Ina hatte beschlossen, ihr zweites Kind im Krankenhaus von Neumünster zur Welt zu bringen. Angeblich würde dort die »sanfte Geburt« durchgeführt werden. »Sanfte Geburt - was soll an einer Geburt sanft sein«, fragte ich mich im Stillen. Geburt heißt unvorstellbare Schmerzen für die Frau. Und seit wann gibt es sanfte Schmerzen? Verstehe einer die Frauen!
»Aber wenn’s losgeht, … Neumünster liegt doch 45 Autominuten von Rendsburg entfernt! Wenn es dann unterwegs zu Problemen kommt!!«, wandte ich zögernd ein.
»Ach Bodo, die Kinder kommen nun mal nicht innerhalb von fünf Minuten. Du guckst zuviel Fernsehen«, grinste Ina.
Und ich? Ich sah mich in Gedanken bereits auf einsamer Landstraße. Wie ich schweißüberströmt und blutverschmiert über Ina gebeugt war, das Kind aus ihr zog, und die Nabelschnur durchbiss …
Aber bis dahin konnte ich ja vielleicht noch auf sie einwirken.
Ina war allerdings fest entschlossen, in Neumünster zu entbinden. Angemeldet hatte sich bereits in der dortigen Klinik.
Jetzt begann die leidige Namenssuche. Und da wir fest davon überzeugt waren, dass es wieder ein Junge werden würde, legten wir abermals eine Liste an. Die Liste war nur noch länger als im Mai 1989. Und es fiel uns noch schwerer, eine Entscheidung zu treffen. Bis wir uns dann aber doch einigten. Damian sollte das Bürschlein heißen.
»Bastian und Damian. Irgendwie passt das«, sagte ich. Ina war zwar nicht vollends zufrieden, aber irgendeinen Namen musste unser zweiter Sohn ja haben.
»Aber wenn es doch ein Mädchen wird? Ich meine, theoretisch ist das ja möglich. Dann sollten wir auch dafür einen Namen parat haben«, sagte Ina, als ich die Namenssuche bereits abgehakt hatte.

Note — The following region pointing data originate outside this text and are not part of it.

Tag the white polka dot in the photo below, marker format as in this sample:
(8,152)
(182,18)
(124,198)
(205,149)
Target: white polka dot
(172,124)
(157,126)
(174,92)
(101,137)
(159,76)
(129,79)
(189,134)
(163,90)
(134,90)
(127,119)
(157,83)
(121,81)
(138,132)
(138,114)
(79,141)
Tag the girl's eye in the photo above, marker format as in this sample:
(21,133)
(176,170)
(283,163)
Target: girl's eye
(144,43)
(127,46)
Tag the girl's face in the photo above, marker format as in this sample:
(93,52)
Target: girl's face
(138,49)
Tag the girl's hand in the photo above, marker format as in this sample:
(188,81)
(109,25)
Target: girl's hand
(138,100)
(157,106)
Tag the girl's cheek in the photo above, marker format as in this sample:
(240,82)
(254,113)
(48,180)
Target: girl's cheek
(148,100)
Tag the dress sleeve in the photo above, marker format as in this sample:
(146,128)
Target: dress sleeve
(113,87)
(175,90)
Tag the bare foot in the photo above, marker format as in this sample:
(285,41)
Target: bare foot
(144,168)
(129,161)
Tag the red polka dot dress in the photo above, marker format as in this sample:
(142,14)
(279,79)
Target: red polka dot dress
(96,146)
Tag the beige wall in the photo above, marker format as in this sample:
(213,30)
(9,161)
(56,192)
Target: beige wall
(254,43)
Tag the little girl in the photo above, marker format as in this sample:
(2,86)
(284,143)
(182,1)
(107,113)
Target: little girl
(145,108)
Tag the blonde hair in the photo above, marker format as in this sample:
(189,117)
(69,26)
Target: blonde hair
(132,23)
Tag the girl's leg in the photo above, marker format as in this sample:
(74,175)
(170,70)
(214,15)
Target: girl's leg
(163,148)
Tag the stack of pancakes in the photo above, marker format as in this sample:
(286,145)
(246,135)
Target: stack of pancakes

»Ja, stimmt«, überlegte ich, »die theoretische Möglichkeit besteht.«
Also holte ich einen zweiten Zettel für den Mädchennamen.
Erfreulicherweise gestaltete sich die Suche recht kurz. Zwei oder drei Namen standen nach zehn Minuten fest. Doch dann fiel mir der Name einer hübschen österreichischen Schauspielerin aus den 60-ziger Jahren ein. Sie hieß Marisa Mell.
»Sag mal, … was hältst Du von Marisa?«
Dieser Vorname gefiel Ina sofort. »Gut«, sagte ich, »damit wäre das Thema durch!«
Ich sah auf die Uhr und stellte fest, dass es bereits kurz vor Mitternacht war - Zeit schlafen zu gehen. Morgen wäre Montag und um 05:30 Uhr sollte schon wieder der Wecker für mich klingeln.
Wir lagen noch einige Zeit wach im Bett und waren froh eine Einigung über die Namensgebung unseres ungeborenen Kindes erzielt zu haben.
»Schlaf gut«, gähnte ich, drückte Ina einen Kuss auf, tätschelte ihren Bauch - und drehte mich auf die Seite.